Aeroporto em obras, o péssimo estado das ruas e avenidas de Cuiabá e Várzea Grande e as críticas dos próprios moradores quanto ao caos em que a cidade se encontra devido às intervenções para a realização da Copa do Mundo de 2014 foram tema de uma matéria no site português Público”.
O texto, assinado pela jornalista Alessandra Prado Coelho e com fotos de Nelson Garrido, não poupa críticas à Capital mato-grossense, na reportagem intitulada “Com tanta obra ficamos todos estressados”.
A jornalista relata os desafios enfrentados pela reportagem para transitar pela cidade e o "estresse" que as obras têm causado à população, principalmente aos motoristas.

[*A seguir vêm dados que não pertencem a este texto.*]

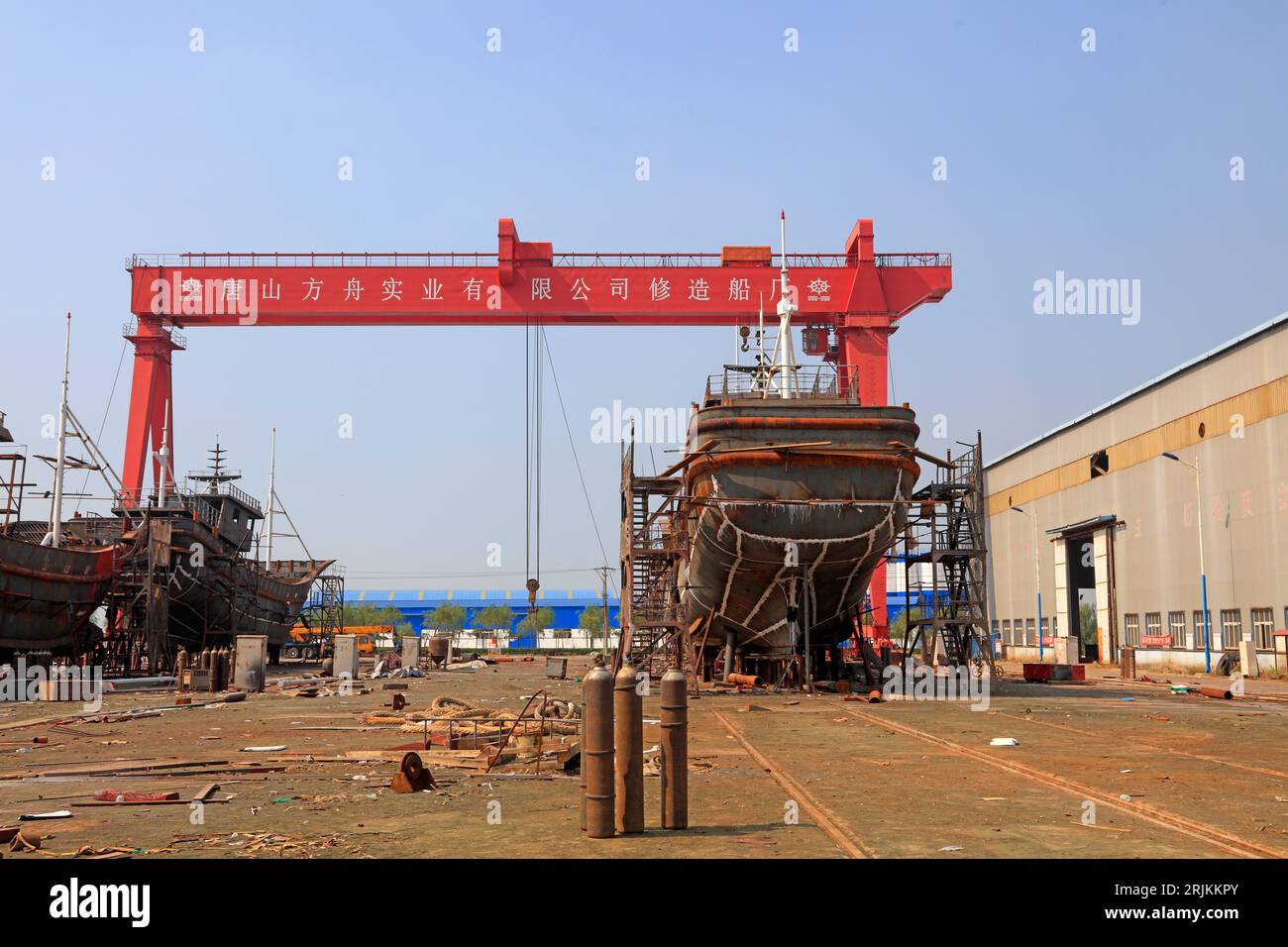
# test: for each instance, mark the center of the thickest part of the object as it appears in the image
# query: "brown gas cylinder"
(597, 750)
(675, 750)
(629, 729)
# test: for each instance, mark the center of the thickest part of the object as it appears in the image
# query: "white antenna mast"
(268, 518)
(163, 457)
(786, 357)
(55, 513)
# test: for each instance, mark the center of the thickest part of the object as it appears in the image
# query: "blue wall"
(417, 604)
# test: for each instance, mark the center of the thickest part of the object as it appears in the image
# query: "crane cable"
(532, 372)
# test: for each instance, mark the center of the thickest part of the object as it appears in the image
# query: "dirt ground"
(901, 779)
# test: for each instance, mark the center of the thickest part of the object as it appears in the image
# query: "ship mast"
(786, 356)
(163, 458)
(55, 513)
(268, 515)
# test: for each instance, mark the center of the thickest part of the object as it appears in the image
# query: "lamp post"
(1198, 512)
(1037, 578)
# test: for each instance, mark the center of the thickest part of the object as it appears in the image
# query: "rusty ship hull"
(822, 474)
(48, 595)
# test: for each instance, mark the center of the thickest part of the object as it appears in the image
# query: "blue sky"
(1113, 163)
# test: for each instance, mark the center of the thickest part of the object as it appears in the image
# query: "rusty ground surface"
(902, 779)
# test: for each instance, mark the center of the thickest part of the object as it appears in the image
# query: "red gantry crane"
(858, 296)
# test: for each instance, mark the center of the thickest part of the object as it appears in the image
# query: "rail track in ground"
(854, 845)
(1210, 834)
(1205, 758)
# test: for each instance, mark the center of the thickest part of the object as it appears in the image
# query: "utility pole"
(55, 513)
(603, 577)
(268, 518)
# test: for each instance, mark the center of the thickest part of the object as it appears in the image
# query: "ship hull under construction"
(805, 489)
(230, 592)
(47, 594)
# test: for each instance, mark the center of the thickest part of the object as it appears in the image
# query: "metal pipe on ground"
(675, 750)
(629, 731)
(597, 751)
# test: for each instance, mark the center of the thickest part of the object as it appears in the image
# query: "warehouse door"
(1089, 590)
(1081, 590)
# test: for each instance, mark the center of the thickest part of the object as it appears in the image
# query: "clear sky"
(1107, 163)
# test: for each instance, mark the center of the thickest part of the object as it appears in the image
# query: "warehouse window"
(1099, 464)
(1154, 629)
(1132, 624)
(1263, 628)
(1198, 629)
(1232, 628)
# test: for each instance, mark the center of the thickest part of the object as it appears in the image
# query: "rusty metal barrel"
(629, 729)
(597, 750)
(675, 750)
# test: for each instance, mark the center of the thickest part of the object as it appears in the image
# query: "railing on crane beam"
(482, 260)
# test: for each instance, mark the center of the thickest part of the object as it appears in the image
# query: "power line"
(572, 445)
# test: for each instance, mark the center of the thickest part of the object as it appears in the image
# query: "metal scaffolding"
(945, 565)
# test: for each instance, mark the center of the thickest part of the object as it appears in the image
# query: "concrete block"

“Acabávamos de atravessar uma hora de trânsito exasperante, com estradas cortadas, desvios, terra, lama, e condutores à beira de um ataque de nervos (...) Nós fomos vítimas do caos que estas obras estão a provocar na cidade”, diz trecho do texto.

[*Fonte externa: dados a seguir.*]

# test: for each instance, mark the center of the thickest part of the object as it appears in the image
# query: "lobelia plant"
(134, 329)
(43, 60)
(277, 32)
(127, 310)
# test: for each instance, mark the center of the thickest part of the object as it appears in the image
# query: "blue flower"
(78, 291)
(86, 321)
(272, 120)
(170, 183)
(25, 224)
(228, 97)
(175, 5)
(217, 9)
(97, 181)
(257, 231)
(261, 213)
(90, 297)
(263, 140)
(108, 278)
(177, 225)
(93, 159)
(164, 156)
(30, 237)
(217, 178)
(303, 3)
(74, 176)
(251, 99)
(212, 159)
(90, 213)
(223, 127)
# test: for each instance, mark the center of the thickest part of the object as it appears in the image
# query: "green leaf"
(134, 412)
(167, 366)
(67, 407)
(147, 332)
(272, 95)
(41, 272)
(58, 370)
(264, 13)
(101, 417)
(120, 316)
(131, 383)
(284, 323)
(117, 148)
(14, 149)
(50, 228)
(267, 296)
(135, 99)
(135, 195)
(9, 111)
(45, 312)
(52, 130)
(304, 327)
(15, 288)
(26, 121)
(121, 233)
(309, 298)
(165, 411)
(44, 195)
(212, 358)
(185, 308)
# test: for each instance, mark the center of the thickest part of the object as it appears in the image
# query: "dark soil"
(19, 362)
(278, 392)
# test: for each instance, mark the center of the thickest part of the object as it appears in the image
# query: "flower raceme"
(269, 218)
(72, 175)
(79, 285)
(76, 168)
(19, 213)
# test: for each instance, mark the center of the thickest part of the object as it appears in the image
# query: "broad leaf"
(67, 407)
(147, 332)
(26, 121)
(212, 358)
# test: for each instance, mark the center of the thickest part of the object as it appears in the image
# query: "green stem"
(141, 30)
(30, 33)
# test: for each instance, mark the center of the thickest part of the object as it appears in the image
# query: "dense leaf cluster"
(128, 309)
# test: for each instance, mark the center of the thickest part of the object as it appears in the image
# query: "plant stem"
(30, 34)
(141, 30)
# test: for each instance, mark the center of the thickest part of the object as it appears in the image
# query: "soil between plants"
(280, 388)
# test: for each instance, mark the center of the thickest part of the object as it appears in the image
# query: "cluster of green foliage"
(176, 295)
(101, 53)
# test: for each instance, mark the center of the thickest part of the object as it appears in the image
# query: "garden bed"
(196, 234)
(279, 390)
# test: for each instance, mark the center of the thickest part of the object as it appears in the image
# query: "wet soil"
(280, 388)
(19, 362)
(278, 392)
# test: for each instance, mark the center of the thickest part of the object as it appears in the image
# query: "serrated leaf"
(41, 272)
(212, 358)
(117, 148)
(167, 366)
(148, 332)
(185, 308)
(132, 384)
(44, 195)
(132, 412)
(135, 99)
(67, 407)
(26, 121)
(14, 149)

A reportagem relata a situação vivenciada por um motorista que precisava arcar com os danos causados em um automóvel alugado, após dirigir 1.700 km por estradas de má qualidade e finaliza:
“Aqui paga-se o terceiro mundo e depois paga-se o primeiro”.
Clique AQUI ou leia a seguir a íntegra do texto:
Com tanta obra ficamos todos “estressados”
Estamos numa Rent-a-Car junto ao aeroporto de Cuiabá. À nossa volta, obras e mais obras. Acabámos de atravessar uma hora de trânsito exasperante, com estradas cortadas, desvios, terra, lama, e condutores à beira de um ataque de nervos. Pagamos uma hora extra de aluguel pelo atraso com que entregamos o carro.
No Diário de Cuiabá lemos entretanto que o ministro da Aviação Civil, Moreira Franco, vistoriou os trabalhos do Aeroporto Marechal Rondon “e não ficou nada satisfeito com o que viu”, exigindo que o novo terminal fique concluído até ao final de Março. Neste momento, segundo o jornal, apenas 40% da obra foi feita. E a Copa vem aí.
Nós fomos vítimas do caos que estas obras estão a provocar na cidade. Mas só podemos relativizar a nossa situação quando ouvimos outro cliente que acaba de entrar na rent-a-car. O homem, brasileiro, acaba de percorrer 1700 quilómetros a trabalho (desnecessários, porque afinal a empresa tinha-se enganado ao indicar-lhe o destino, e ele podia ter voado para outra cidade). Está para lá de “estressado”, como ele próprio diz.
E mais “estressado” fica quando percebe que tem que pagar um arranhão no fundo do carro e ainda mais 100 reais (perto de 30 euros) pela “higienização” – um custo que é adicionado a quem fuma dentro do veículo.
O homem desabafa, vocifera contra o dinheiro que está a ser gasto em estádios e o que não está a ser gasto nas escolas e nos hospitais. Diz que dantes ainda podia ir ao Maracanã ver um jogo mas que agora os bilhetes estão tão caros que é impossível ir, revolta-se contra as prioridades do país – num discurso que é comum neste momento entre muitos brasileiros.
E indigna-se sobretudo – como tantos outros – com a dupla face do Brasil, de primeiro mundo para umas coisas e de terceiro mundo para outras. Um país em que, revela o número especial da revista Exame sobre as perspectivas para o futuro, o Produto Interno Bruto per capita é equivalente ao da Alemanha no Distrito Federal e ao da Mongólia no estado do Piauí, com todas as variantes pelo meio (o estado do Sergipe está ao nível da Namíbia, o do Rio de Janeiro ao da Argentina, por exemplo).
Um país em que um homem paga mais porque arranhou o carro ao andar 1700 quilómetros em estradas muitas vezes esburacadas e sem condições, mas em que um veículo tem que ser “higienizado” porque esse mesmo homem, “estressado”, fumou um cigarro lá dentro. Aqui paga-se o terceiro mundo e depois paga-se o primeiro.